Mount Eerie, Haley Heynderickx… L’automne sur la côte ouest

L’un vit sur l’île d’Orcas, au large de l’État de Washington, à mi-chemin entre Seattle et Vancouver ; l’autre réside à Portland, la bouillonnante capitale de la musique alternative étatsunienne, juste au-dessous de l’État de Washington. Cet automne, Phil Elverum, alias Mount Eerie, et Haley Heynderickx publient chacun un nouveau disque dans lequel il est question de nature.

Le premier album de Haley Heynderickx s’intitulait I Need to Start a Garden. Celui qu’elle publie sur le label Mama Bird en ce mois de novembre Seed of a seed. Il prolonge le premier, qui parlait de réalisation de soi, en évoquant toutes les aides reçues en cours de route, de la part des amis, bien sûr, mais aussi des paysages ou des forêts (notamment dans la chanson Redwoods (Anxious God)). Dès le morceau d’ouverture, Gemini, la narratrice invite à s’arrêter et à se garer sur le côté « juste pour regarder le trèfle violet au bord de l’autoroute / Et voir le trèfle comme un cadeau / Un cadeau que j’ai presque manqué / Tu sais que je commence enfin à me sentir mieux ». Sur Mouth of a Flower, la chanteuse de Portland décrit un monde dans lequel l’homme n’a qu’une obsession : « prendre, prendre, prendre ». L’univers de la surconsommation et des nouvelles technologies nous éloigne autant de nous-mêmes que de la nature suggère Haley Heynderickx tout au long d’un album plutôt folk, où les guitares et la voix rivalisent de luminosité.

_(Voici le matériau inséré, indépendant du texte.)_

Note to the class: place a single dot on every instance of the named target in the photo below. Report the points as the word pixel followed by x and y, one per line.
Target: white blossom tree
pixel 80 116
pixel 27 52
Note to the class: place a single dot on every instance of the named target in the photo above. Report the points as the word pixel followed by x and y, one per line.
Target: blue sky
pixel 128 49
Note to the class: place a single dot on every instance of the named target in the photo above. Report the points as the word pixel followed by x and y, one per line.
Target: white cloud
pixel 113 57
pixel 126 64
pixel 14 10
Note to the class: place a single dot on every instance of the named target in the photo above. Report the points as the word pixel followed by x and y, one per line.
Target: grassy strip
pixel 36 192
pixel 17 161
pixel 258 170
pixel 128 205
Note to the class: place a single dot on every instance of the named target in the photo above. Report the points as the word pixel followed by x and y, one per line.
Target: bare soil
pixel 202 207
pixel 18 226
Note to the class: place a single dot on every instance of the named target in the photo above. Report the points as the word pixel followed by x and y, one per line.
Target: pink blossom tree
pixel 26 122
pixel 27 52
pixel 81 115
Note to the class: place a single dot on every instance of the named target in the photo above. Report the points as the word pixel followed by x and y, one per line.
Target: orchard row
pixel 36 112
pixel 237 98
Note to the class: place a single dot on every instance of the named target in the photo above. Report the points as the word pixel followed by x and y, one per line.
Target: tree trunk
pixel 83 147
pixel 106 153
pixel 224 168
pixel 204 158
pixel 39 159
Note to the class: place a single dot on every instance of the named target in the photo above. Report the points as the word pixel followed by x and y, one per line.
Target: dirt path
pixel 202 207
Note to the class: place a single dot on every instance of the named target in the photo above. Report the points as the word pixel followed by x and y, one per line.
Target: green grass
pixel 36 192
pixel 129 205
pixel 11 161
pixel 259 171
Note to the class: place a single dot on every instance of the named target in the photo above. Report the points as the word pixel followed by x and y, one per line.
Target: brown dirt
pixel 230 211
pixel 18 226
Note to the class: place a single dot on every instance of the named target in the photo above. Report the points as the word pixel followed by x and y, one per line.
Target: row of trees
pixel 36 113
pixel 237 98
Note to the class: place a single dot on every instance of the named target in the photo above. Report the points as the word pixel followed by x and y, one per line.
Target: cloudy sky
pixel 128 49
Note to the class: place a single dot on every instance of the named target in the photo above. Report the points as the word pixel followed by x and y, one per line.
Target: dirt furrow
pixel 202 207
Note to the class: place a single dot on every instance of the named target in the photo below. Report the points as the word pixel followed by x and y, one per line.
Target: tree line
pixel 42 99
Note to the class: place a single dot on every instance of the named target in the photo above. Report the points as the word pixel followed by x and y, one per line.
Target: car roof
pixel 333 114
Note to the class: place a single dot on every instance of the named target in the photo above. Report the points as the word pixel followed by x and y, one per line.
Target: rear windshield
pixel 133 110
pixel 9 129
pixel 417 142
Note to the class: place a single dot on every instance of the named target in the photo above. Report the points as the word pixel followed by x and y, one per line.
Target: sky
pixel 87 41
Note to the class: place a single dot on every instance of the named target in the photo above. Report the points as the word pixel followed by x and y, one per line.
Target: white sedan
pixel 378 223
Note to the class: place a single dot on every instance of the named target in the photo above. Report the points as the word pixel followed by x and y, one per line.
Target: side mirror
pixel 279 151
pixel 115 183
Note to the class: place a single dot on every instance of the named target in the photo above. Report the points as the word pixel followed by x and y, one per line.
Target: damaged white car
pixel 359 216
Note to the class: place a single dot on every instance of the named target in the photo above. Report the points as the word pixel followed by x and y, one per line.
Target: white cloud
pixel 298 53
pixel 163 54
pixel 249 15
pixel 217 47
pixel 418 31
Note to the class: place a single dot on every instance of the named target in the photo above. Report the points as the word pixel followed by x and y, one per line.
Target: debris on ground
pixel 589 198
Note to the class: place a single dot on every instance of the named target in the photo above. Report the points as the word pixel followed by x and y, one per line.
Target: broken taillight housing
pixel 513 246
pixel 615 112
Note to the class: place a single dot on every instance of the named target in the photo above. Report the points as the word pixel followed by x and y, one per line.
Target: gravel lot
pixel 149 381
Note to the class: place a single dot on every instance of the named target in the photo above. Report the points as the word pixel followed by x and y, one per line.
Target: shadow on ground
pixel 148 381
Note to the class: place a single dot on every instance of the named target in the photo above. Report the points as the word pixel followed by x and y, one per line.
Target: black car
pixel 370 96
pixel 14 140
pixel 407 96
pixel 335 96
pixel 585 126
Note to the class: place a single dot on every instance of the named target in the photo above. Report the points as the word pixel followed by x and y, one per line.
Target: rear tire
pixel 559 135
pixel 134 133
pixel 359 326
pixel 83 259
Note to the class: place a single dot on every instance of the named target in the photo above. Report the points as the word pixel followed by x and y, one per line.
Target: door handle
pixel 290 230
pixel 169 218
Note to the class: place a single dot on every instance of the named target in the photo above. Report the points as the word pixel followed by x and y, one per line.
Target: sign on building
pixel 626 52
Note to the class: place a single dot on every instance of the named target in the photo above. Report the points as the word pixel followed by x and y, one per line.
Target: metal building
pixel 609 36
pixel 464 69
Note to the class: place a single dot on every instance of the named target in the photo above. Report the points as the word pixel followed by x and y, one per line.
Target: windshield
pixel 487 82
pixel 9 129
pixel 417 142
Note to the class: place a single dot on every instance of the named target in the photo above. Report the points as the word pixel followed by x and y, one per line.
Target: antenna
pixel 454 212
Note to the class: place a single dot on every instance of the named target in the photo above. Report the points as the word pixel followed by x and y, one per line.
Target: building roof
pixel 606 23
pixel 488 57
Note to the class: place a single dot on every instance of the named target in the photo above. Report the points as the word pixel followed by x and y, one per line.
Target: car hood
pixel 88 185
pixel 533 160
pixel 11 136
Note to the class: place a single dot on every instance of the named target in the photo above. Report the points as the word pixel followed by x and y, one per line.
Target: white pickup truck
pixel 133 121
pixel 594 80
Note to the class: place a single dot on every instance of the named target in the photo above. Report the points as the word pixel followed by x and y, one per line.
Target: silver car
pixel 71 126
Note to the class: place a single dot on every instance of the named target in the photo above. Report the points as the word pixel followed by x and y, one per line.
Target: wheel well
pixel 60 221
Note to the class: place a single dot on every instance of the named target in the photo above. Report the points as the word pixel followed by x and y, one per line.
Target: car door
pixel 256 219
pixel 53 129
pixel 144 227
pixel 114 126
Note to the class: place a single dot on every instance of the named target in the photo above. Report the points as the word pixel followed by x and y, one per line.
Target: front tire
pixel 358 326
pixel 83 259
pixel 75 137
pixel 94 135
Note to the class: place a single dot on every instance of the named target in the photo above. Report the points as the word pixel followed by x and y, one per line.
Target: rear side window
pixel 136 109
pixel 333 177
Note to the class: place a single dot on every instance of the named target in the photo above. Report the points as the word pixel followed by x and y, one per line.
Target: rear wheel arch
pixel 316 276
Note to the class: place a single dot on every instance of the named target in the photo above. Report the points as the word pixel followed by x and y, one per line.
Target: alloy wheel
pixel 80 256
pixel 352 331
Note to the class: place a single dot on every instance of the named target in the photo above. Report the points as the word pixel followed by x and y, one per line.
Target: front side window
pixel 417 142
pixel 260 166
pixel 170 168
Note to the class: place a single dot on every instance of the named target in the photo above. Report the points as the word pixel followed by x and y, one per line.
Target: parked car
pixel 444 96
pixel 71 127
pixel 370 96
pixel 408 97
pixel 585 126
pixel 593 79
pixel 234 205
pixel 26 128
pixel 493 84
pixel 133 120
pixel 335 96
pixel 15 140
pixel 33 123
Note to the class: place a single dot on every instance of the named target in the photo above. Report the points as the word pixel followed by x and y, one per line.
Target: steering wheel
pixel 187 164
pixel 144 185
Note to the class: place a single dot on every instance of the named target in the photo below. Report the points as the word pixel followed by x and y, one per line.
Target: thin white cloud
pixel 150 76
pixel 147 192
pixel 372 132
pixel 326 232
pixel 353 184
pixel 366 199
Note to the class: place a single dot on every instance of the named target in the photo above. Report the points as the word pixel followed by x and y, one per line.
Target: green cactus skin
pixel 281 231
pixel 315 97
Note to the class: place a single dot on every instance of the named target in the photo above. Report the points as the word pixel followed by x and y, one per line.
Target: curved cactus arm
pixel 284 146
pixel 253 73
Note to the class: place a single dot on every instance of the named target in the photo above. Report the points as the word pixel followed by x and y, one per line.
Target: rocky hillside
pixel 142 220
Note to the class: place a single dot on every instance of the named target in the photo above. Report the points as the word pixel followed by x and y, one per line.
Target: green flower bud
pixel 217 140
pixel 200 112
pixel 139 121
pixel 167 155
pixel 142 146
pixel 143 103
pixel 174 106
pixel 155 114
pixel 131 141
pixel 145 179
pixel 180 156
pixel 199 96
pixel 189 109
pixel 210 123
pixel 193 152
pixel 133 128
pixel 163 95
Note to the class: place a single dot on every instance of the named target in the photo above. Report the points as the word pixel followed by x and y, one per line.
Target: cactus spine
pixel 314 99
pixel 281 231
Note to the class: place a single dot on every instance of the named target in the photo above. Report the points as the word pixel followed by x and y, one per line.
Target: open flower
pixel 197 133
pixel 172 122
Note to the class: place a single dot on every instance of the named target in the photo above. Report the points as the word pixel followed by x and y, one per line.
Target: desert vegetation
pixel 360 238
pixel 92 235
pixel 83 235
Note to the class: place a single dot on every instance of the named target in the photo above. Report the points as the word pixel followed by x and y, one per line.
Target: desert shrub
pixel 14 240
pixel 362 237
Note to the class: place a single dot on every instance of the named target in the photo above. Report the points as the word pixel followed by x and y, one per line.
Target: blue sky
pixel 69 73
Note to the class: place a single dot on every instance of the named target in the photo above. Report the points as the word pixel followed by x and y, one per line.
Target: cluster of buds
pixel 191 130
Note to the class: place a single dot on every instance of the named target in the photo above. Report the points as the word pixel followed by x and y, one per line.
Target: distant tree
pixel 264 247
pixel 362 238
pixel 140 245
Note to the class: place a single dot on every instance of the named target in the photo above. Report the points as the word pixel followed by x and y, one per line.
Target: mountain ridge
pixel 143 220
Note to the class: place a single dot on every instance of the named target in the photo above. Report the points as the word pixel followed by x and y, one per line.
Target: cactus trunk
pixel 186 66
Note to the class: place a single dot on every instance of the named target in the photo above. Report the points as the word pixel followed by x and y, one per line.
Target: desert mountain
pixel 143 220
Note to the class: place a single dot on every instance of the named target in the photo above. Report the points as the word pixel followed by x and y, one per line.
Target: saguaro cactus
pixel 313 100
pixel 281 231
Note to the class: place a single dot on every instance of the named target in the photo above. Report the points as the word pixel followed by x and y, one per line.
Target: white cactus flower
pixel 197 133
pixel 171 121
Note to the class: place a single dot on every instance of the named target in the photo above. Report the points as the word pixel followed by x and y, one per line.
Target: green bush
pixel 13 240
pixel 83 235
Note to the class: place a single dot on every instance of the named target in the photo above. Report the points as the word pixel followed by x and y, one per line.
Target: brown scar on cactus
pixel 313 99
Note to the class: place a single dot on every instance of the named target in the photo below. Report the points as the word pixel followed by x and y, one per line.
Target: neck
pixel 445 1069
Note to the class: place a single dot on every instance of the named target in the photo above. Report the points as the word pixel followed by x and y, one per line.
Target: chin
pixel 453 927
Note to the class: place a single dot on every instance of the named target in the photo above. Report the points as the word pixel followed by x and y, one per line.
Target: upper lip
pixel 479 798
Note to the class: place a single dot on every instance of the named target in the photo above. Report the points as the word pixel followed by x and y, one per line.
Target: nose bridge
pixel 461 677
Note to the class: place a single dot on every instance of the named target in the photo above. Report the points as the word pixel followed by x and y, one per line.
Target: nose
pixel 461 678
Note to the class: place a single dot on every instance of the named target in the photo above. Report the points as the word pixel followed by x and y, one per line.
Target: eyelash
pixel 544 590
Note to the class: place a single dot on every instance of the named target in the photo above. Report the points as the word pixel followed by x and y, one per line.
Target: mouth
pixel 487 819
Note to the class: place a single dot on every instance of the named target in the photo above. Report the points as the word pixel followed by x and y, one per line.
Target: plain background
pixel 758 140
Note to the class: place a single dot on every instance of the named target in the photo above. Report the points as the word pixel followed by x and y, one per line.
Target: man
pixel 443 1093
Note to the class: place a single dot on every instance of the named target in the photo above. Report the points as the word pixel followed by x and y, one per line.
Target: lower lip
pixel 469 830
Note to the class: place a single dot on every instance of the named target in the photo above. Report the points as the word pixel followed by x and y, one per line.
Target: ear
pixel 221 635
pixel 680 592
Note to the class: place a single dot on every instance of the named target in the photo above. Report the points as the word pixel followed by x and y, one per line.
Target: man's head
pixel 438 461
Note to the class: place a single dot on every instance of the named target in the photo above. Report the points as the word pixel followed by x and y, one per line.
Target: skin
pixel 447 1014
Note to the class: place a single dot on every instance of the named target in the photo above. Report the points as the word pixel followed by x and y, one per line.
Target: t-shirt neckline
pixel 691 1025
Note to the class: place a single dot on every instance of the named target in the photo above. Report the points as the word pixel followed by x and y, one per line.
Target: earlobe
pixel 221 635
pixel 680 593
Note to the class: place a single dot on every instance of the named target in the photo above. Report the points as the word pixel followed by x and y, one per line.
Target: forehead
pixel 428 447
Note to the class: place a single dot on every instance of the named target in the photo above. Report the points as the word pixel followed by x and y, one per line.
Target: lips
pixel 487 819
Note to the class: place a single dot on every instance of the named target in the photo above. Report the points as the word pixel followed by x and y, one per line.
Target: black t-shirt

Mount Eerie, lui, ne craint pas la noirceur. Night Palace, son nouvel album, est une île cernée par des eaux glaciales, en partie couverte d’une brume électrique, où l’auditeur peut se perdre (le disque dure 80 minutes) sans risque. La nature y est centrale. Phil Elverum orne ses compositions d’enregistrements bruitistes de la pluie ou du vent et émaille ses textes d’allusion aux oiseaux ou aux baleines. « C’est de cela que parle cet album : faire la vaisselle le soir après avoir mis l’enfant au lit et regarder le monde par la fenêtre, (…) un moment où l’on voit des éclairs au loin mais où l’on est à l’abri de la tempête » a-t-il expliqué au magazine The Fader.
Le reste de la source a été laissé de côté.